A Vision Board can be the ultimate reminder to yourself

If you had asked me several years ago about vision boards, I probably would have laughed in your face. They felt like something out of The Secret, a woo-woo pseudo-solution for the gullible. But then this skeptic tried one of my own. I clipped images and words from magazines, old calendars, and postcards. Then I took the ones that spoke the most to me about what I wanted to focus on for the coming year and pinned them to a bulletin board which I then proceeded to place in front of my computer so I would have no choice but to look at it almost every day.

Image Description: The author’s 2020 vision board which includes a collection of images and inspirational sayings, some of which she describes in the next paragraph.

Image Description: The author’s 2020 vision board which includes a collection of images and inspirational sayings, some of which she describes in the next paragraph.
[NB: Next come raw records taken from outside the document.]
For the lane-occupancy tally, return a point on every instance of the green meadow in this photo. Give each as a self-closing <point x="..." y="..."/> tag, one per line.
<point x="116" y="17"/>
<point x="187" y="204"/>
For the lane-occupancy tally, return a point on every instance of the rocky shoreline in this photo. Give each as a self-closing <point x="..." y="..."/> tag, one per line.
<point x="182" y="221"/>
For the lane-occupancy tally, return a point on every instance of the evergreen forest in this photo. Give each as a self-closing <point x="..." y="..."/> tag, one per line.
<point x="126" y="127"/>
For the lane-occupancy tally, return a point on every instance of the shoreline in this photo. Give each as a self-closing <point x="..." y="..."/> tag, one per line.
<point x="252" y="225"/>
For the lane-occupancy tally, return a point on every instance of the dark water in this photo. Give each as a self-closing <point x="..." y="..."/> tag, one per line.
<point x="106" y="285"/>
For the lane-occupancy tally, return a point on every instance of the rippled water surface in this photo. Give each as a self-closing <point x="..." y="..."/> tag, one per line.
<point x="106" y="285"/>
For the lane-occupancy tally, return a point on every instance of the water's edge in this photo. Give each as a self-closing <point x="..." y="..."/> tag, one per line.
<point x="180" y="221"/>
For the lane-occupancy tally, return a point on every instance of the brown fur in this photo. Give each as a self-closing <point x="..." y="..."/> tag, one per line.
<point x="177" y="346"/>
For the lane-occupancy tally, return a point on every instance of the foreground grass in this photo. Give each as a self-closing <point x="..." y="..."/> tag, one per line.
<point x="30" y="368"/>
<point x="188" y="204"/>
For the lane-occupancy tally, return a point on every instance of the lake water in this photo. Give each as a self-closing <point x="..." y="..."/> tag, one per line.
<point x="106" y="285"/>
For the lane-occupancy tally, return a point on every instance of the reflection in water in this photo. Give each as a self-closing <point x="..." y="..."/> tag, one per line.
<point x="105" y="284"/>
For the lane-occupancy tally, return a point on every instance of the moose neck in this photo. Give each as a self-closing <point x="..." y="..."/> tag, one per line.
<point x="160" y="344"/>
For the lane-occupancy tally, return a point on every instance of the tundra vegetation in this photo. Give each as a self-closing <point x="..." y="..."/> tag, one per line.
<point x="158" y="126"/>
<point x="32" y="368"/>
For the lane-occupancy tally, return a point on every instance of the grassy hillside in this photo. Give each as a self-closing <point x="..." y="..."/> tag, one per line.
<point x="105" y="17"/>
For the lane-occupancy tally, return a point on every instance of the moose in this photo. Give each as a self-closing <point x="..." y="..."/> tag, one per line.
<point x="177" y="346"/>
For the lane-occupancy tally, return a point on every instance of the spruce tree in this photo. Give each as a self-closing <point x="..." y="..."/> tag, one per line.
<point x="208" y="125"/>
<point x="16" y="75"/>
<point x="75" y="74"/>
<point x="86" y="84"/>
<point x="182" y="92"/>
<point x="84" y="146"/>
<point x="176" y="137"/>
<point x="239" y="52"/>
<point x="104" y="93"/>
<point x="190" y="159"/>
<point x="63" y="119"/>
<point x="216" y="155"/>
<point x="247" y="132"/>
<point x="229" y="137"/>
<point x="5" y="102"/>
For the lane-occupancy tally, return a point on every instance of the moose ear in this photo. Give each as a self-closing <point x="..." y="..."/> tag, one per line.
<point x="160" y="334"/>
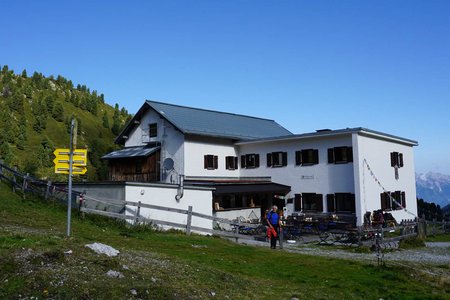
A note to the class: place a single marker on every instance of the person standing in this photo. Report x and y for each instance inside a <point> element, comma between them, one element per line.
<point>274,222</point>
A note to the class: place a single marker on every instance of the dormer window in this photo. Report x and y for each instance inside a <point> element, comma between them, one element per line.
<point>153,130</point>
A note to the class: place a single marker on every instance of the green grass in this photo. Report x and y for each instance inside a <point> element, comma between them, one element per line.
<point>161,265</point>
<point>439,238</point>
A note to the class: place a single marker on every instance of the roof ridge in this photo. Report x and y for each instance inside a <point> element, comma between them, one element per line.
<point>209,110</point>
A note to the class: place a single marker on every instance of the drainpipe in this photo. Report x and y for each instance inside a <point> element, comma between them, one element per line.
<point>180,189</point>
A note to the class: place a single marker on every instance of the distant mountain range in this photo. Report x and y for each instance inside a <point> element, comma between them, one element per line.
<point>433,187</point>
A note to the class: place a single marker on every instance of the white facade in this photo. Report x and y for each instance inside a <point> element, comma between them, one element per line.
<point>196,147</point>
<point>164,195</point>
<point>374,153</point>
<point>368,147</point>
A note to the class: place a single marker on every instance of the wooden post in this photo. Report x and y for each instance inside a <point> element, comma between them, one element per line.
<point>434,227</point>
<point>360,231</point>
<point>236,229</point>
<point>189,220</point>
<point>1,170</point>
<point>281,237</point>
<point>47,190</point>
<point>138,212</point>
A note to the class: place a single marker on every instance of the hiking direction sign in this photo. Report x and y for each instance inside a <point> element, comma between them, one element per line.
<point>62,161</point>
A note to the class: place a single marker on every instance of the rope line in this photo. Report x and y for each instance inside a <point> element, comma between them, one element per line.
<point>386,191</point>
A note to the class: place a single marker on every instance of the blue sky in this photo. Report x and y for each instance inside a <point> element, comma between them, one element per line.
<point>384,65</point>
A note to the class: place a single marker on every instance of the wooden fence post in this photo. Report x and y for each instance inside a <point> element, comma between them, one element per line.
<point>14,180</point>
<point>281,235</point>
<point>1,170</point>
<point>138,212</point>
<point>189,220</point>
<point>360,232</point>
<point>434,227</point>
<point>236,229</point>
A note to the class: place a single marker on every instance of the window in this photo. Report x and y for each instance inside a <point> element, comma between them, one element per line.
<point>396,162</point>
<point>231,163</point>
<point>307,157</point>
<point>340,155</point>
<point>393,201</point>
<point>277,159</point>
<point>210,162</point>
<point>138,168</point>
<point>308,202</point>
<point>341,202</point>
<point>153,130</point>
<point>250,161</point>
<point>396,159</point>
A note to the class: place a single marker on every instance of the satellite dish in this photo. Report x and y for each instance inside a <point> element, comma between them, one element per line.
<point>168,164</point>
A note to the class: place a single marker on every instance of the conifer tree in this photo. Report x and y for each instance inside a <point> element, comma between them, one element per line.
<point>58,112</point>
<point>105,120</point>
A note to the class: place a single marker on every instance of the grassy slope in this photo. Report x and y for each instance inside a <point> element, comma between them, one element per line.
<point>171,265</point>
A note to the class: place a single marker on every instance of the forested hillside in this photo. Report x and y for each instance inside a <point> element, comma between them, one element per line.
<point>35,114</point>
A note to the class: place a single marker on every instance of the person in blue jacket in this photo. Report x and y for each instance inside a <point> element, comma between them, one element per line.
<point>273,221</point>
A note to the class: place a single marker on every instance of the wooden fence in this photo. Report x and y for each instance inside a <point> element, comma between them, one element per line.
<point>25,184</point>
<point>188,227</point>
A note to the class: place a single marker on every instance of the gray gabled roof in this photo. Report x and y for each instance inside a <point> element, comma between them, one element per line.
<point>204,122</point>
<point>135,152</point>
<point>328,132</point>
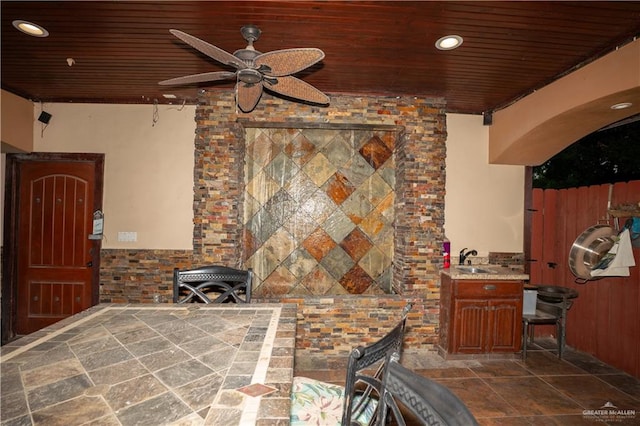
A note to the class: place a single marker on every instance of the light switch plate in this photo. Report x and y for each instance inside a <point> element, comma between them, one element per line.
<point>127,236</point>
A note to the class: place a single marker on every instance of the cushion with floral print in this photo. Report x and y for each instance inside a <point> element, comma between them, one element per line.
<point>319,403</point>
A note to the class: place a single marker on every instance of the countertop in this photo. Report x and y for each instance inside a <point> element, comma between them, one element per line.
<point>493,272</point>
<point>145,364</point>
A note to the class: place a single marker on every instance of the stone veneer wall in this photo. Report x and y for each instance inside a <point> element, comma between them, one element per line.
<point>325,324</point>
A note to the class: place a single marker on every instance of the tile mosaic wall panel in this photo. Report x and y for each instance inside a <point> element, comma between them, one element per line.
<point>318,211</point>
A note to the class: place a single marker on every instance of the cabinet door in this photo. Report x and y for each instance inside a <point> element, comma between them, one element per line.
<point>504,328</point>
<point>470,329</point>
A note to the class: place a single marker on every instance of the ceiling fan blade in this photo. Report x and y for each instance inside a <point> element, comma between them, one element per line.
<point>248,95</point>
<point>288,61</point>
<point>296,88</point>
<point>198,78</point>
<point>209,50</point>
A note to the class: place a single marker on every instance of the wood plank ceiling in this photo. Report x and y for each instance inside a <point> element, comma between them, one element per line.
<point>122,49</point>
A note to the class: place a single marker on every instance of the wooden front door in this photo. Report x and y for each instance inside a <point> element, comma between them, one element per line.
<point>57,261</point>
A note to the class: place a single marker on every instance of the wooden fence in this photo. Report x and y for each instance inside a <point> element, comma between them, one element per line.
<point>605,318</point>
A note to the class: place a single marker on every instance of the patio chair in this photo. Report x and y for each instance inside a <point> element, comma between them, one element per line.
<point>317,402</point>
<point>408,397</point>
<point>212,284</point>
<point>546,313</point>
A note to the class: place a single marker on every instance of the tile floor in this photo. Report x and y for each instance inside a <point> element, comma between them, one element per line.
<point>542,391</point>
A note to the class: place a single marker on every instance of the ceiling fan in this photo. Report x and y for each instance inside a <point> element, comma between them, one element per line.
<point>256,70</point>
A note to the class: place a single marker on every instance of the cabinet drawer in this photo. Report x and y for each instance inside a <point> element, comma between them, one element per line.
<point>487,288</point>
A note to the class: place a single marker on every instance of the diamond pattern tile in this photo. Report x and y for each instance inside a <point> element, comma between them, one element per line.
<point>318,213</point>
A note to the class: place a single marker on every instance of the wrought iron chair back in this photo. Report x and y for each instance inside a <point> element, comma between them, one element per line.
<point>359,381</point>
<point>430,402</point>
<point>212,284</point>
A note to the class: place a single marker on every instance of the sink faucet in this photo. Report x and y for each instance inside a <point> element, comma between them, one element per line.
<point>463,255</point>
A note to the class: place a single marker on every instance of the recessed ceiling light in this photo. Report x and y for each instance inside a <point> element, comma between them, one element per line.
<point>621,105</point>
<point>30,28</point>
<point>449,42</point>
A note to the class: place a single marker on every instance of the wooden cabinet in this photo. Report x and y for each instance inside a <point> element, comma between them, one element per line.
<point>480,316</point>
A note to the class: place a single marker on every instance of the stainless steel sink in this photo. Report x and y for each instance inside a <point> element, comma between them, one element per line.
<point>472,270</point>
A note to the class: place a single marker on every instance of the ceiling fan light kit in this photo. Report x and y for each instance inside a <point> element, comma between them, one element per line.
<point>256,71</point>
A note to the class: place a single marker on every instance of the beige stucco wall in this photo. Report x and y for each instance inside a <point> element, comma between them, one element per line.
<point>542,124</point>
<point>16,123</point>
<point>484,203</point>
<point>148,176</point>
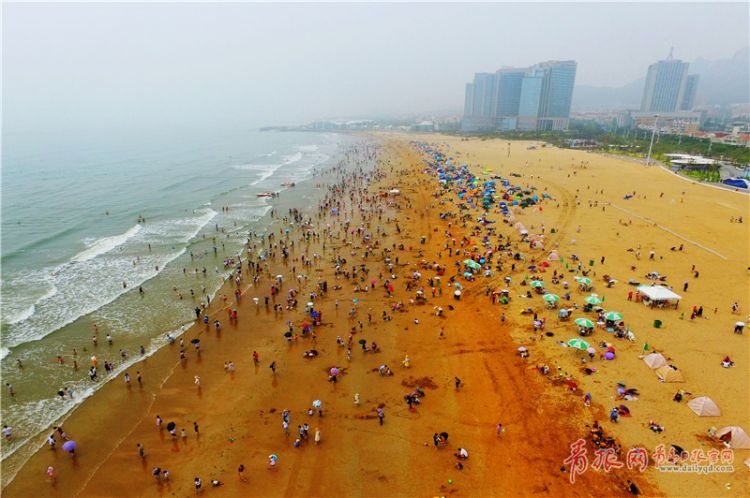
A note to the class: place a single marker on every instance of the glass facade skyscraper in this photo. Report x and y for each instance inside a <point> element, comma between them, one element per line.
<point>533,98</point>
<point>668,87</point>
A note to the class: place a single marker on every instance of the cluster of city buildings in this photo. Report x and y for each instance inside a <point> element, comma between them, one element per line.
<point>669,97</point>
<point>524,99</point>
<point>538,98</point>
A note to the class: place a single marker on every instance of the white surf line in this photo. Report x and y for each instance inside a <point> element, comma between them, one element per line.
<point>670,231</point>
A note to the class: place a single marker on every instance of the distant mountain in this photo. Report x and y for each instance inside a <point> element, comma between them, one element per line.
<point>603,98</point>
<point>722,82</point>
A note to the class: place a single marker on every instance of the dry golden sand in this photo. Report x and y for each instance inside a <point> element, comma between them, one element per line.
<point>688,213</point>
<point>239,415</point>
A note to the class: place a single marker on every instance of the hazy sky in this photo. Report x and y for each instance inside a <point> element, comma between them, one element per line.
<point>184,64</point>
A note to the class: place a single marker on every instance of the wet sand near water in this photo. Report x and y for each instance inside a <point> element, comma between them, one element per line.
<point>239,414</point>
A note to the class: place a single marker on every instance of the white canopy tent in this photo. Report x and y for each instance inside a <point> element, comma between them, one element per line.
<point>658,294</point>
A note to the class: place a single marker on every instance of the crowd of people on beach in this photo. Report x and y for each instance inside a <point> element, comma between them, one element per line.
<point>353,236</point>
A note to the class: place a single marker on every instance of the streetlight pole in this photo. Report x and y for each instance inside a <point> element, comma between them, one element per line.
<point>651,145</point>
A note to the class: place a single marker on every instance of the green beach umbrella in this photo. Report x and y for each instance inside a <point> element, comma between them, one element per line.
<point>613,315</point>
<point>593,299</point>
<point>551,298</point>
<point>578,344</point>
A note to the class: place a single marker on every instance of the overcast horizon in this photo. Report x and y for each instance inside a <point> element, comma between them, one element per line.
<point>71,66</point>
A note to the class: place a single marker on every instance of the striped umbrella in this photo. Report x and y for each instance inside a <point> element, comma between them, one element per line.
<point>613,315</point>
<point>578,344</point>
<point>593,299</point>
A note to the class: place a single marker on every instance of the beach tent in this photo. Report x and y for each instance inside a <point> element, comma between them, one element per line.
<point>735,436</point>
<point>658,293</point>
<point>669,374</point>
<point>655,360</point>
<point>737,182</point>
<point>704,407</point>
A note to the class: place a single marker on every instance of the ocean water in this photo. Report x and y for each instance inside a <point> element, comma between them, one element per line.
<point>74,252</point>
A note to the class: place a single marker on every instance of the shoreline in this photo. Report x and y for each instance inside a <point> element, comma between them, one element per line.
<point>75,333</point>
<point>156,343</point>
<point>415,187</point>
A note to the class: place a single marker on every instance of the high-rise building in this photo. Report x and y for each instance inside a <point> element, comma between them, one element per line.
<point>480,102</point>
<point>557,95</point>
<point>508,82</point>
<point>534,98</point>
<point>668,87</point>
<point>688,97</point>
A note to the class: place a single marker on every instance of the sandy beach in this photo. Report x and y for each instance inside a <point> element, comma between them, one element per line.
<point>585,212</point>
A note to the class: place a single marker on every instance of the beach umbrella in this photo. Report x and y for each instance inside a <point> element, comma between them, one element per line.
<point>593,299</point>
<point>472,264</point>
<point>613,316</point>
<point>578,344</point>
It became a centering force for me. Having it right beyond my eyeline of my home office desk, I would look up at it regularly as a reminder of what was most important to me for 2020: writing my book, making time and space to relax and read, having perseverance and a success mindset, having an oasis, traveling, and learning from everything. Guess what? As we approach year’s end, I have pretty much kept on top of 90% of the things on the vision board. I even found ways to safely travel to see America - through local day trips and watching media of places I long to see. As we are about to begin a new year, I will take down this board and create a new one to envision what I’d like 2021 to be for me. Once a skeptic, I am now sold on the value of vision boards as another tool for accountability. 

For myself, this has been a year of new beginnings. A new job. New hobbies like birding and cooking. Most of all, I experienced a renewed love and approach to creative practice and sharing tools and ideas on how to do so with resilience with others. I hope that you are also finding new ways or reigniting old ways to express yourself that will carry you into this new, hopeful, and creative year.